Add 100µl of deionized water to prepare a working stock solution of
approximately 1 mg/mL and let the lyophilized pellet dissolve completely.
Product is not sterile, please filter the product by an appropriate sterile filter before using it in cell culture. Aliquot reconstituted protein and avoid repeated freezing/thawing cycles and store at –80°C for long term storage.
30 kDa adipocyte complement related protein
30 kDa adipocyte complement-related protein
Adipocyte C1q and collagen domain containing protein
Adipocyte complement related 30 kDa protein
Adipocyte complement related protein of 30 kDa
Adipocyte complement-related 30 kDa protein
adipocyte-specific secretory protein
adiponectin, C1Q and collagen domain containing
Adipose most abundant gene transcript 1
Adipose most abundant gene transcript 1 protein
Adipose specific collagen like factor
C1q and collagen domain-containing protein
Gelatin binding protein
Gelatin binding protein 28
Important adipokine involved in the control of fat metabolism and insulin sensitivity, with direct anti-diabetic, anti-atherogenic and anti-inflammatory activities. Stimulates AMPK phosphorylation and activation in the liver and the skeletal muscle, enhancing glucose utilization and fatty-acid combustion. Antagonizes TNF-alpha by negatively regulating its expression in various tissues such as liver and macrophages, and also by counteracting its effects. Inhibits endothelial NF-kappa-B signaling through a cAMP-dependent pathway. May play a role in cell growth, angiogenesis and tissue remodeling by binding and sequestering various growth factors with distinct binding affinities, depending on the type of complex, LMW, MMW or HMW.
Synthesized exclusively by adipocytes and secreted into plasma.
Defects in ADIPOQ are the cause of adiponectin deficiency (ADPND) [MIM:612556]. ADPND results in very low concentrations of plasma adiponectin. Genetic variations in ADIPOQ are associated with non-insulin-dependent diabetes mellitus (NIDDM) [MIM:125853]; also known as diabetes mellitus type 2. NIDDM is characterized by an autosomal dominant mode of inheritance, onset during adulthood and insulin resistance.

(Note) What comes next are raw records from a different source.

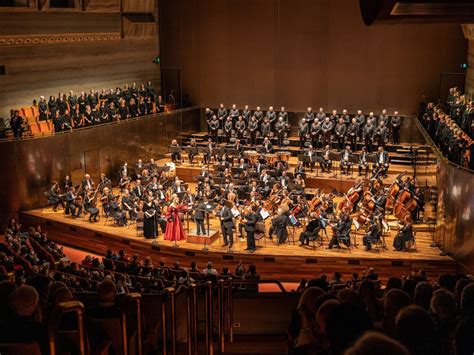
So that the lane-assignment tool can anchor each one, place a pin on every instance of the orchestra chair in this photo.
(260, 232)
(410, 245)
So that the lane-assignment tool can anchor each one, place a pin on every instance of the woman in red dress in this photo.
(174, 227)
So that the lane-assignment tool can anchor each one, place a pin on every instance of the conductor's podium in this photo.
(203, 240)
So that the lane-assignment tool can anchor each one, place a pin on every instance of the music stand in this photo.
(353, 158)
(193, 151)
(334, 157)
(176, 150)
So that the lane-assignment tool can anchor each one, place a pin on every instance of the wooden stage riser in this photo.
(285, 268)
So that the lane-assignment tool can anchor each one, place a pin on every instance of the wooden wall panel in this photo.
(52, 23)
(303, 52)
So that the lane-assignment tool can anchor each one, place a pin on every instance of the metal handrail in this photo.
(435, 148)
(71, 306)
(136, 299)
(128, 120)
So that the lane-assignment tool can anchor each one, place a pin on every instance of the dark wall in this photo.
(455, 212)
(303, 52)
(29, 166)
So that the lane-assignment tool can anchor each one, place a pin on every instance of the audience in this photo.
(406, 315)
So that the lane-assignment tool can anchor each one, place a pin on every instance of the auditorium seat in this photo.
(45, 127)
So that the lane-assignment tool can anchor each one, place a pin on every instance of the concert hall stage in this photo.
(287, 262)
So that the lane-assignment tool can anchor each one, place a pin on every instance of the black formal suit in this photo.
(227, 225)
(343, 229)
(199, 216)
(311, 232)
(250, 226)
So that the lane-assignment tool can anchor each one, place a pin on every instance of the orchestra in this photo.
(257, 186)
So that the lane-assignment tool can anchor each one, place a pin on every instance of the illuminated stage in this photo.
(287, 262)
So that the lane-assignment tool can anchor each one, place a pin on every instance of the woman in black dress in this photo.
(149, 219)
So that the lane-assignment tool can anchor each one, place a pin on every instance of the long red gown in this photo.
(174, 228)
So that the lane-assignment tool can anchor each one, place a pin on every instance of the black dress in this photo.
(149, 220)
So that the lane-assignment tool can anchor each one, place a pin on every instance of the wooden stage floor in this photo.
(287, 262)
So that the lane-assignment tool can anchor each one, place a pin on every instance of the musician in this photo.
(221, 114)
(87, 182)
(199, 215)
(326, 162)
(209, 114)
(360, 118)
(345, 160)
(311, 231)
(267, 145)
(326, 129)
(177, 188)
(271, 115)
(123, 169)
(342, 231)
(214, 128)
(150, 229)
(283, 114)
(258, 113)
(253, 129)
(138, 190)
(73, 203)
(299, 181)
(368, 134)
(345, 116)
(299, 169)
(192, 150)
(363, 161)
(309, 115)
(90, 206)
(174, 228)
(278, 227)
(396, 122)
(175, 152)
(234, 113)
(251, 219)
(54, 199)
(240, 127)
(404, 235)
(303, 131)
(381, 200)
(228, 128)
(372, 235)
(419, 196)
(321, 115)
(124, 181)
(315, 133)
(239, 148)
(380, 134)
(280, 127)
(227, 223)
(127, 204)
(266, 128)
(246, 114)
(383, 118)
(209, 152)
(242, 165)
(382, 160)
(66, 183)
(119, 216)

The C1q domain is commonly called the globular domain.
Hydroxylated Lys-33 was not identified in PubMed:16497731, probably due to poor representation of the N-terminal peptide in mass fingerprinting. HMW complexes are more extensively glycosylated than smaller oligomers. Hydroxylation and glycosylation of the lysine residues within the collagene-like domain of adiponectin seem to be critically involved in regulating the formation and/or secretion of HMW complexes and consequently contribute to the insulin-sensitizing activity of adiponectin in hepatocytes. O-glycosylated. Not N-glycosylated. O-linked glycans on hydroxylysines consist of Glc-Gal disaccharides bound to the oxygen atom of post-translationally added hydroxyl groups. Sialylated to varying degrees depending on tissue. Thr-22 appears to be the major site of sialylation. Higher sialylation found in SGBS adipocytes than in HEK fibroblasts. Sialylation is not required neither for heterodimerization nor for secretion. Not sialylated on the glycosylated hydroxylysines. Desialylated forms are rapidly cleared from the circulation.